The algorithm above doesn't guarantee the property that ties like 2,2 vs. 1,3 will be broken in favour of having all the individual numbers be as large as possible (so that 2,2 wins.) I believe you can define max() to break ties in favour of the largest numbers possible, and that will do what you want, but I can't prove it.
General notes:
Dynamic programming is a powerful technique for devising fast algorithms for any problem which exhibits two properties:
Optimal substructure: A problem can be broken down into slightly smaller parts, each of which can be used as part of the solution to the original problem.
Overlapping subproblems means that there are few actual subproblems to solve, and the solutions to the subproblems are re-used many times.
If the problem has optimal substructure, and the problem breaks down into slightly smaller problems - say a problem of size n breaks down into subproblems of size n-1 - then the problem can be solved by dynamic programming.
If you can split the problem into much smaller chunks - say chopping a problem of size n into halves, each of size n/2 - that's divide and conquer, not dynamic programming.
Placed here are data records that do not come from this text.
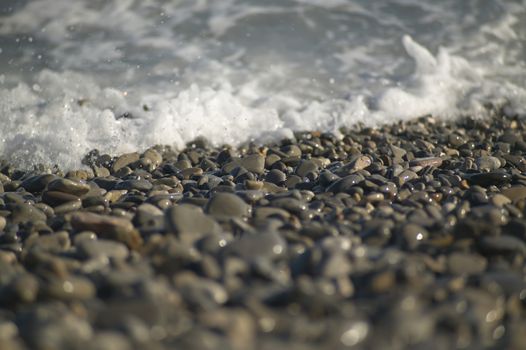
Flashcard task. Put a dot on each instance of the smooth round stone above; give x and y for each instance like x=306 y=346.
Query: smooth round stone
x=55 y=198
x=359 y=163
x=305 y=167
x=289 y=204
x=227 y=205
x=276 y=176
x=488 y=163
x=55 y=242
x=406 y=176
x=291 y=151
x=515 y=193
x=139 y=185
x=108 y=227
x=414 y=235
x=26 y=213
x=488 y=179
x=334 y=265
x=251 y=196
x=326 y=178
x=24 y=288
x=75 y=188
x=95 y=248
x=267 y=244
x=124 y=160
x=153 y=156
x=346 y=183
x=189 y=219
x=69 y=289
x=502 y=245
x=67 y=207
x=92 y=201
x=202 y=292
x=500 y=200
x=459 y=263
x=262 y=213
x=254 y=163
x=427 y=161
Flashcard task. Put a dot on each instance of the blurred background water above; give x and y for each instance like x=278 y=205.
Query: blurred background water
x=122 y=75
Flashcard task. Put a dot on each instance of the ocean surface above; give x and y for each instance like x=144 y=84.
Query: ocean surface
x=123 y=75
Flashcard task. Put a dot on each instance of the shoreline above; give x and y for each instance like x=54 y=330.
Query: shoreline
x=410 y=235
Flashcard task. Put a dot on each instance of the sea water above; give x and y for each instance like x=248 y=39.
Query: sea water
x=123 y=75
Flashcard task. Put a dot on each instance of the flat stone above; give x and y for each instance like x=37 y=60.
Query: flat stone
x=499 y=200
x=108 y=227
x=95 y=248
x=267 y=244
x=502 y=245
x=226 y=205
x=292 y=205
x=254 y=163
x=189 y=219
x=466 y=263
x=201 y=292
x=26 y=213
x=405 y=176
x=488 y=163
x=55 y=198
x=358 y=163
x=345 y=184
x=305 y=167
x=75 y=188
x=37 y=183
x=414 y=235
x=139 y=185
x=69 y=289
x=488 y=179
x=125 y=160
x=515 y=193
x=153 y=156
x=427 y=161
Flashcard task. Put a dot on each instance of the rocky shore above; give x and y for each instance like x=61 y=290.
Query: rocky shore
x=408 y=236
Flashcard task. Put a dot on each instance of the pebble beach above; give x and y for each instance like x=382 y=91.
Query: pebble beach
x=403 y=236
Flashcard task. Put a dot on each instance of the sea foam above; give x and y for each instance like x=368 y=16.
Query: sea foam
x=121 y=76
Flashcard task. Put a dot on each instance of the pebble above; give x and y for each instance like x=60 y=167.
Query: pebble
x=226 y=205
x=108 y=227
x=410 y=235
x=189 y=219
x=465 y=263
x=488 y=163
x=515 y=193
x=95 y=248
x=260 y=245
x=71 y=187
x=427 y=161
x=124 y=160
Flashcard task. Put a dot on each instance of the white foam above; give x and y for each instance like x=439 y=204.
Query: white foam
x=238 y=71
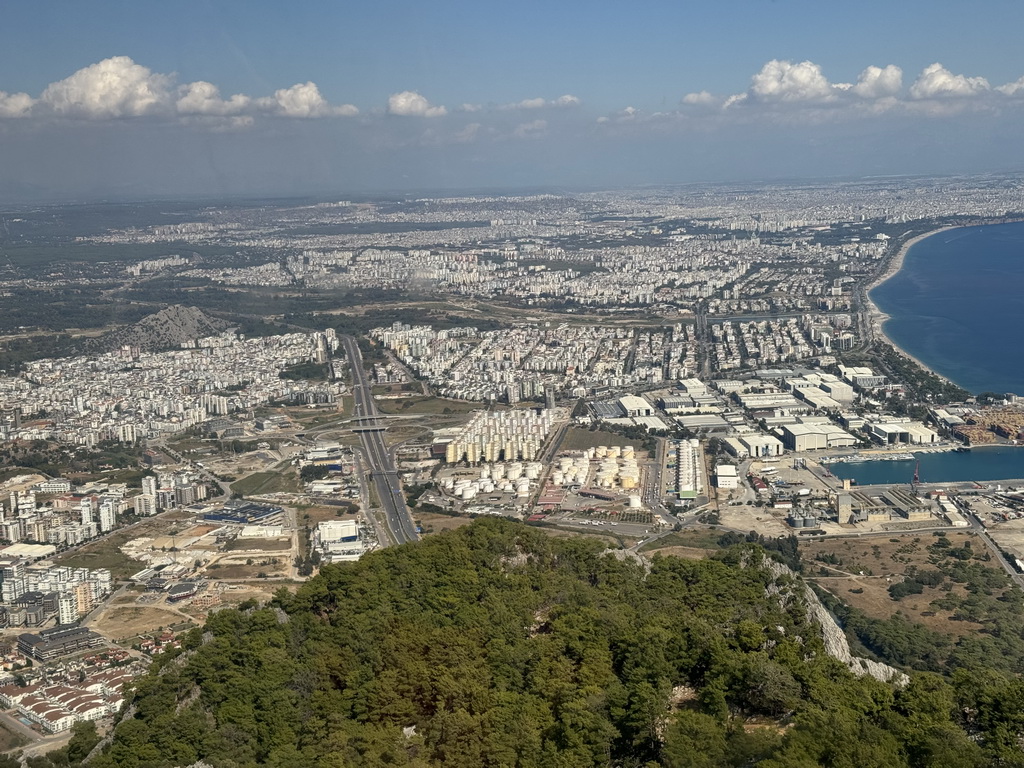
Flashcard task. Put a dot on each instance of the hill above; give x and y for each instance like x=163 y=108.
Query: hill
x=165 y=330
x=495 y=645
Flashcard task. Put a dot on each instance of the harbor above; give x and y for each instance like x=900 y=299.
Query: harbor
x=987 y=464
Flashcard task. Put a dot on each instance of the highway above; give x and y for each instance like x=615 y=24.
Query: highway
x=382 y=471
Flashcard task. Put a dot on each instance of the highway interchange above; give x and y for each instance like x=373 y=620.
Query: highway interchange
x=382 y=470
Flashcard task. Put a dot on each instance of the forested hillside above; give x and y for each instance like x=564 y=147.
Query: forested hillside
x=495 y=645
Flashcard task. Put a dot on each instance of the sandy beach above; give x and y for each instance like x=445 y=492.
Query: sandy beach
x=877 y=317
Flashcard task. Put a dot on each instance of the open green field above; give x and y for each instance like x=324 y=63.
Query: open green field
x=427 y=406
x=581 y=439
x=105 y=554
x=266 y=482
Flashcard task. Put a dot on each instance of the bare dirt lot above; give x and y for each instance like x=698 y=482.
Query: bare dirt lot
x=434 y=523
x=121 y=623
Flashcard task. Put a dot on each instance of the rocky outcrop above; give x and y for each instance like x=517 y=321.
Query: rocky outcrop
x=833 y=635
x=166 y=330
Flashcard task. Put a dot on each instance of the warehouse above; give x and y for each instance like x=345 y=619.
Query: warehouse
x=815 y=436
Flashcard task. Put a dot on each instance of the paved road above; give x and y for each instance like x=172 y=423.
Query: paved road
x=382 y=471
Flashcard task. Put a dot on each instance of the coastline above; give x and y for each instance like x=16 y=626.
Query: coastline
x=877 y=318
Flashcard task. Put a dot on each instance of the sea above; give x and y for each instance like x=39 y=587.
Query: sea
x=957 y=306
x=987 y=464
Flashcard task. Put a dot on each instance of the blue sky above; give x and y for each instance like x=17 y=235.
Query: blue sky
x=124 y=98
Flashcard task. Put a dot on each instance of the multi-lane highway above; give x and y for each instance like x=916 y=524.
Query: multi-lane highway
x=382 y=471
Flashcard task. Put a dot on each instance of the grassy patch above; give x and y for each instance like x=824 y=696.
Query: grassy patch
x=428 y=406
x=694 y=539
x=581 y=439
x=9 y=739
x=103 y=554
x=265 y=482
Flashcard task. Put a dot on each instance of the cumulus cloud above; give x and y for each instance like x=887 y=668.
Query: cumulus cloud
x=469 y=133
x=937 y=82
x=877 y=82
x=530 y=130
x=303 y=100
x=204 y=98
x=700 y=97
x=15 y=104
x=411 y=103
x=116 y=87
x=1012 y=89
x=784 y=81
x=539 y=103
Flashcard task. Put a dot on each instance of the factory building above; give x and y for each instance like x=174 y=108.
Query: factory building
x=726 y=477
x=814 y=436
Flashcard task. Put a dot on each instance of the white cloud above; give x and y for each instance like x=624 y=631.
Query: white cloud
x=469 y=133
x=411 y=103
x=530 y=130
x=701 y=97
x=1012 y=89
x=937 y=82
x=529 y=103
x=204 y=98
x=15 y=104
x=783 y=81
x=303 y=100
x=876 y=82
x=113 y=88
x=539 y=103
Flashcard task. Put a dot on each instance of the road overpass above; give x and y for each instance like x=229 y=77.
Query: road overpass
x=382 y=471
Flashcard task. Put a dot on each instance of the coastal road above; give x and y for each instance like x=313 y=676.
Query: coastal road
x=381 y=465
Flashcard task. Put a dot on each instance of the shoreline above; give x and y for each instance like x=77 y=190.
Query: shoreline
x=877 y=317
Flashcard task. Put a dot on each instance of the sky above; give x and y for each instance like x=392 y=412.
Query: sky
x=133 y=99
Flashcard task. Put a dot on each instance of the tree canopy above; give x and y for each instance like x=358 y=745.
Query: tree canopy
x=497 y=645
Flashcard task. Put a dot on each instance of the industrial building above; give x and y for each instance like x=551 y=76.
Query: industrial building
x=241 y=512
x=689 y=472
x=57 y=642
x=815 y=435
x=339 y=541
x=902 y=432
x=726 y=477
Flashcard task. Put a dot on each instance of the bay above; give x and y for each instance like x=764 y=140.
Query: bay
x=957 y=306
x=982 y=464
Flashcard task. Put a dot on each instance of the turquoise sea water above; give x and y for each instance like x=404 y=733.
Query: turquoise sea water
x=982 y=464
x=957 y=305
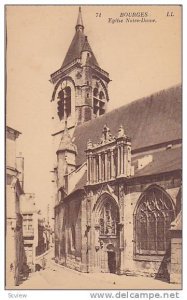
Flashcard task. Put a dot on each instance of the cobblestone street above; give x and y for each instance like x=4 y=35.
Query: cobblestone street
x=59 y=277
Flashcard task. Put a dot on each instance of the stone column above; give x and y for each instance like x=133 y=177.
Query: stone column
x=122 y=159
x=94 y=169
x=99 y=167
x=112 y=165
x=88 y=169
x=118 y=164
x=125 y=161
x=105 y=165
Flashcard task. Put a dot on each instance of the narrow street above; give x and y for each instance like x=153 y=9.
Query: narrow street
x=58 y=277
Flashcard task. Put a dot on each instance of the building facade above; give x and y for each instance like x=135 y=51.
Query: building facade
x=117 y=174
x=33 y=230
x=15 y=255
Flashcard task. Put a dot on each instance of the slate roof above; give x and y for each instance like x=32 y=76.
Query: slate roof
x=163 y=161
x=78 y=44
x=148 y=121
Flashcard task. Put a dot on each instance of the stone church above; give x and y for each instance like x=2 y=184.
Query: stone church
x=117 y=174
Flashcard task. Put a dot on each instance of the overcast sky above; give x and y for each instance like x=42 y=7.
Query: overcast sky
x=141 y=58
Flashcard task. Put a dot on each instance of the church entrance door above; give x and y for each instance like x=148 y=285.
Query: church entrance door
x=112 y=261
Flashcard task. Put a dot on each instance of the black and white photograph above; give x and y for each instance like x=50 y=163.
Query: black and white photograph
x=93 y=147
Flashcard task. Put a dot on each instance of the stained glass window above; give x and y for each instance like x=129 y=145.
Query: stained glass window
x=152 y=222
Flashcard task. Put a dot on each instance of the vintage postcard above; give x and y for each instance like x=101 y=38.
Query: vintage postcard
x=93 y=148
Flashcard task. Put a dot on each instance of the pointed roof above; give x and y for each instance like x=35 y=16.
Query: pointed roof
x=79 y=44
x=79 y=21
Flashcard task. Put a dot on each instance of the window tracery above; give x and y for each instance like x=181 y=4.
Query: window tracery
x=153 y=218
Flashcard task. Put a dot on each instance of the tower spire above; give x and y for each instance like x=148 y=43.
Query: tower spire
x=79 y=26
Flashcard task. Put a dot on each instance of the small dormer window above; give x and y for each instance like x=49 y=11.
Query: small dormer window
x=64 y=103
x=98 y=102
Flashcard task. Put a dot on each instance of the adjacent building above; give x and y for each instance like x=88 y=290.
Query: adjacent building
x=34 y=233
x=117 y=174
x=15 y=255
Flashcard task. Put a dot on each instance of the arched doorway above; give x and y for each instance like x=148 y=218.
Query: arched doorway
x=106 y=257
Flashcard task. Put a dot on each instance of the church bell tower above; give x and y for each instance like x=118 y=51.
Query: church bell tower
x=80 y=84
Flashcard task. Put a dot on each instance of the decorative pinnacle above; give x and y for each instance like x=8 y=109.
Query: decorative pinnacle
x=79 y=25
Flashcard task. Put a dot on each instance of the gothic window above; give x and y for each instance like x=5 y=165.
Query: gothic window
x=64 y=103
x=152 y=222
x=98 y=102
x=72 y=237
x=108 y=219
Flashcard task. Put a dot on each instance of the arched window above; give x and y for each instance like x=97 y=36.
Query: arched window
x=98 y=102
x=64 y=103
x=153 y=217
x=108 y=219
x=101 y=95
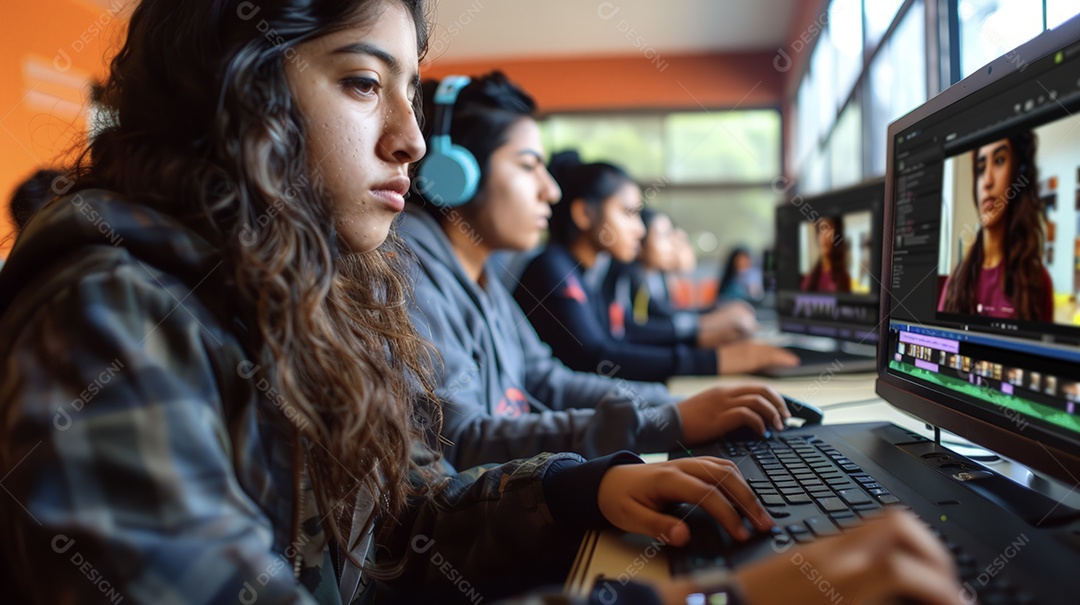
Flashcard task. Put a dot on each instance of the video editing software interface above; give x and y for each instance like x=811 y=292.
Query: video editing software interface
x=986 y=250
x=828 y=257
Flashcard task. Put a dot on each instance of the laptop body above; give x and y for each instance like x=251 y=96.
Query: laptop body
x=996 y=367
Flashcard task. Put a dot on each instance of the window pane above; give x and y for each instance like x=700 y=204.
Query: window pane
x=823 y=67
x=990 y=28
x=718 y=219
x=846 y=34
x=1061 y=11
x=815 y=176
x=898 y=81
x=633 y=142
x=723 y=146
x=846 y=148
x=879 y=15
x=809 y=128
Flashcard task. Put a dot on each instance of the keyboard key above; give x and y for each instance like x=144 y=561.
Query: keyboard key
x=849 y=522
x=822 y=526
x=853 y=496
x=832 y=505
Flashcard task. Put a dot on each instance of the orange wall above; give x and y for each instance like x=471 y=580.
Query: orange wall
x=669 y=82
x=50 y=52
Divide and conquer solutions are generally very fast - for example binary search will find an element in a sorted array in O(log n) time.
This is related to the n Queens problem, except that you do not care about the diagonal and you have weighted solutions. As the Queens problem, you can solve it by (multiple) backtracking.
I.e., once you find a solution you remember its weight, mark the soulution as invalid, and start over. The (a) solution with the highest weight wins.